The Brookings Doha Center (BDC) in partnership with Al Jazeera Center for Studies and the Ibn Khaldon Center for Humanities and Social Sciences held a panel discussion on September 11th, 2019 about the recent developments in Yemen. The panelists focused on the events that have taken place over the past five years, discussing the roles of various Yemeni and international actors.
The panel consisted of a group of distinguished scholars and experts, including: Yaser Al-Yamani, leader of the General People’s Congress in Yemen; Mohammed Al-Bukhaiti, a member of the political wing of Ansar Allah; Bakeel Al-Zandani, head of the Department of International Affairs at Qatar University; and Said Thabit, Al Jazeera Bureau Chief in Yemen. Hamdi Al-Bokari, the Al Jazeera correspondent in Yemen, moderated the event. Members of Doha’s diplomatic, academic, and media communities attended the event.
Yaser Al-Yamani began the discussion with an overview of what has been happening in Yemen over the past five years. He argued that Saudi Arabia and the United Arab Emirates (UAE) have not shown any credibility during this period because, while they claimed to be working to restore legitimacy in Yemen, their actions contradicted this objective. He touched on the “coup” in Aden, attacks on government forces, the prevention of the president and government from returning to Yemen, and the formation of armed militias by the UAE. Al-Yamani also discussed the UAE’s expansion, as well as its efforts to take control of airports, ports, oil and gas sites, and Socotra. Al-Yamani said that Saudi Arabia and the UAE have been working to take Yemen’s wealth, to divide the north from the south, and to fragment the state into militias.
Mohammed Al-Bukhaiti continued the discussion by saying that international aggression toward Yemen is intended to take away Yemen’s sovereignty. He argued that the coalition forces support the Yemeni government because it consults with Saudi Arabia, the UAE, and the United States on every decision. As such, he claimed that the return of the government would prevent Yemen from achieving its interests. Al-Bukhaiti claimed that the 2014 revolution was a revolution against the interference of the United States and other external powers in Yemeni decision-making. He said that Yemen reclaimed its independence in 2014, adding that the Peace and National Partnership Agreement signed in 2014 did not give Ansar Allah any special privileges but that the failure to implement the agreement led to the outbreak of the current war. He accused Ansar Allah’s opponents of being responsible for not implementing the agreement and concluded that way to solve the conflict is through a return to dialogue.
Bakeel Al-Zandani began his speech by discussing the beginning of the crisis in Yemen. He explained that the problem started when the Yemenis began to rely on external actors, which sought to achieve their own interests, without taking Yemen’s interests into consideration. Historically, Yemen has drawn interest from major powers due to its distinctive geography, islands, ports, climate, population density, and resources. Al-Zandani claimed that it is well-known that the larger, stronger Middle Eastern countries are trying to expand at the expense of smaller, weaker states, while these same larger powers are instrumentalized by international decisionmakers.

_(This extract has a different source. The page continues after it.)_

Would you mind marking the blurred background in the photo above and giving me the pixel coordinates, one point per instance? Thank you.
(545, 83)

Said Thabit pointed out that what has been taking place in Yemen is a re-delineation of the geopolitical map, adding that the same thing has been happening in countries like Syria and Iraq. Thabit said that Yemeni youth started a revolution that led to the Comprehensive National Dialogue Conference, in which all Yemeni parties, including the Houthis, participated and agreed on outcomes. He added that regional and international forces soon intervened, supporting the Houthi coup. According to Thabit, Operation Decisive Storm was a means to divide and re-delineate the geopolitical map of Yemen, as indicated by the field operations that were carried out. He also said that Iran, Saudi Arabia, and the UAE are partners in the partition process, adding that the crisis in Yemen is highly intricate and involves many different actors. He concluded by saying that Yemen will not return to what it was and that the southern regions will not accept Houthi rule.
The subsequent question and answer session focused on the future of Yemen and possible ways to resolve the crisis, as well as the role of the Yemeni government. Al-Yamani mentioned that President Abd-Rabbu Mansour Hadi is in Saudi custody and refused to lease Socotra, ports, or airports to the UAE, which then formed armed militias to fight the Yemeni government. Al-Bukhaiti said that Ansar Allah was prompted to start the coup when it was excluded, along with the Southern Movement and the revolutionary youth, by other parties during the National Dialogue Conference. When discussing the future, Al-Zandani said that the only option is to sit down and hold a dialogue among Yemenis, without relying on any regional or external support. Thabit added that there is a need to restart a discussion on the outcomes of the previous dialogue, rather than starting a new one.